Ancient marine deoxygenation events highlight the fragility of our oceans’ biochemical cycles
December 20, 2021
December 20, 2021
Researchers at UBC have uncovered links between rapid changes in ocean chemical conditions, climatic catastrophe, and biological crisis in Earth’s past. Scientists discovered this phenomenon while studying an ocean deoxygenation event (OAE1a) in the Cretaceous Period (~120 Ma)—an interval during the time of dinosaurs where global oceans were depleted of oxygen. Deoxygenation in this period removed sulfate—a major part of modern seawater—from the ocean, bringing in fundamentally different ocean chemistry and global biochemical cycles.
“Through ocean deoxygenation, massive disruptions to global biochemical cycles are linked to both biological crisis and climate catastrophe, and our data show this can happen on remarkably short timescales,” says lead author, Dr. Kohen Bauer, a former PhD student at UBC and current Postdoctoral Fellow at the University of Hong Kong.
Today, human activity is driving similar ocean deoxygenation in two primary ways—through anthropogenic climate warming and agricultural runoff. Climate warming influences ocean currents, slowing ocean circulation and exchange with the atmosphere, causing deoxygenation.
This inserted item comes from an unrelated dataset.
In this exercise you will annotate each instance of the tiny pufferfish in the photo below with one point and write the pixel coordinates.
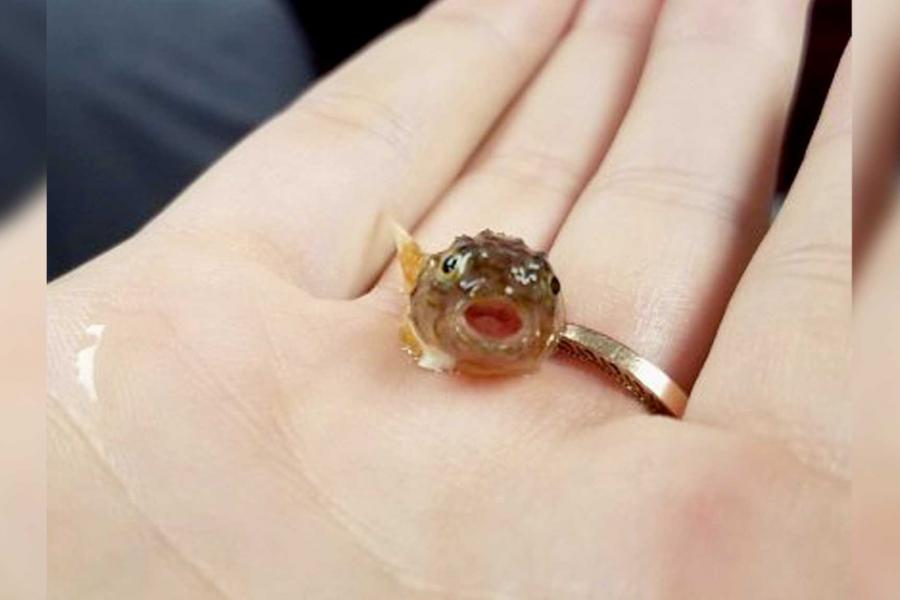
(487, 305)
Industrial agriculture also drives deoxygenation by supplying the ocean with extra nutrients like nitrogen and phosphorous, which increases oxygen consumption.
Using ancient sediments collected from geographically dispersed localities—the Pacific Ocean and northern Italy—chemical analyses of iron minerals provided fingerprints that recorded sulfate depletion as the result of ocean deoxygenation during OAE1a. Using mathematical models to determine just how low sulfate became, researchers discovered sulfate concentrations dropped to hundreds of times lower than in the modern ocean, representing a spectacular change in one of the oceans most abundant chemical components.
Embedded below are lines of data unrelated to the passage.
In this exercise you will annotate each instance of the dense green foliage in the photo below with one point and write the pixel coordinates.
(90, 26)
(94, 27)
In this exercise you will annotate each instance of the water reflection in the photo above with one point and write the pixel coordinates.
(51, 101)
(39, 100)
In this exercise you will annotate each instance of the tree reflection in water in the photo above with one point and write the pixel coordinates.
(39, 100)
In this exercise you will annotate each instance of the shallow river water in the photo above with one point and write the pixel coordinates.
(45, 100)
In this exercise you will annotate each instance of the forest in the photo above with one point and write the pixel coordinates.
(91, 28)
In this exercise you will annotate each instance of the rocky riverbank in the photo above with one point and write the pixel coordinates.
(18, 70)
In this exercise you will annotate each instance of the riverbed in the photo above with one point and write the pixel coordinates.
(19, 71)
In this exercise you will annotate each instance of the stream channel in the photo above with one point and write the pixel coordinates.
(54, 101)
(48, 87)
“Knowledge of these past episodes of climate warming and ocean deoxygenation is key to predicting the future impacts of current climate warming," says senior author Dr. Sean Crowe, professor in the Departments of Microbiology and Immunology, and Earth, Ocean, & Atmospheric Sciences at UBC. “Our observations imply tremendous sensitivity of Earth’s biochemical cycles to climate and ocean oxygen content”.
“As ocean deoxygenation intensifies, it impacts wider marine biochemical cycling,” explains Dr. Bauer. “This is a concern for modern society. Deoxygenation of the oceans is definitely occurring today, and here we show that deoxygenation 120 million years ago culminated in a major reorganization of seawater chemistry.” The authors suggest that this reorganization could have promoted further climate warming, which is something they aim to explore in future research.
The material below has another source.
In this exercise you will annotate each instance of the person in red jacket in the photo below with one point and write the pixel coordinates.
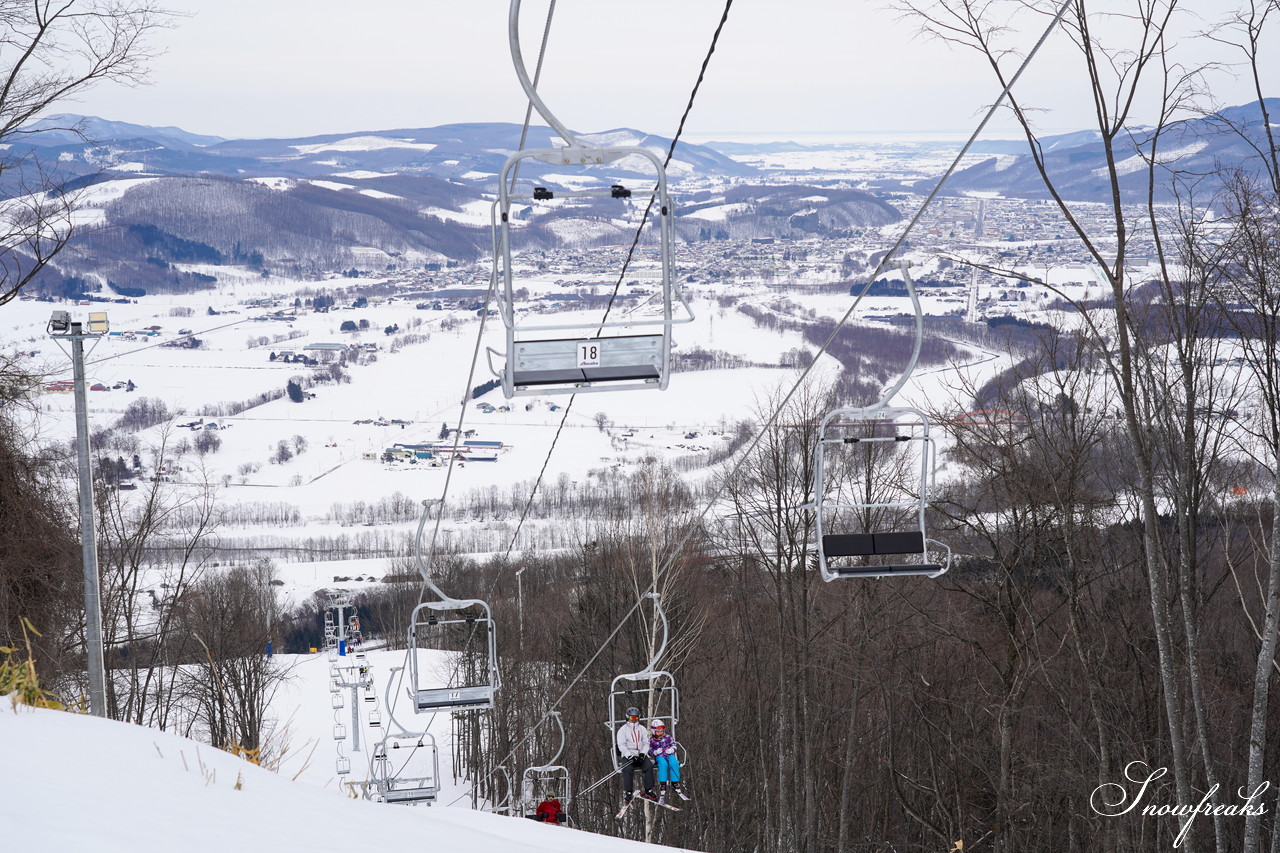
(549, 811)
Changes to ocean chemistry in response to deoxygenation happen on very short timescales, but many connections between deoxygenation, climate catastrophe, and biological crises are still uncertain. Further research in these areas can help us make better predictions on present day ocean deoxygenation and its potential impacts on future climate.
Researchers at the University of British Columbia led this study in collaboration with researchers from the University of Milan, University of Minnesota Duluth, and University of Hong Kong.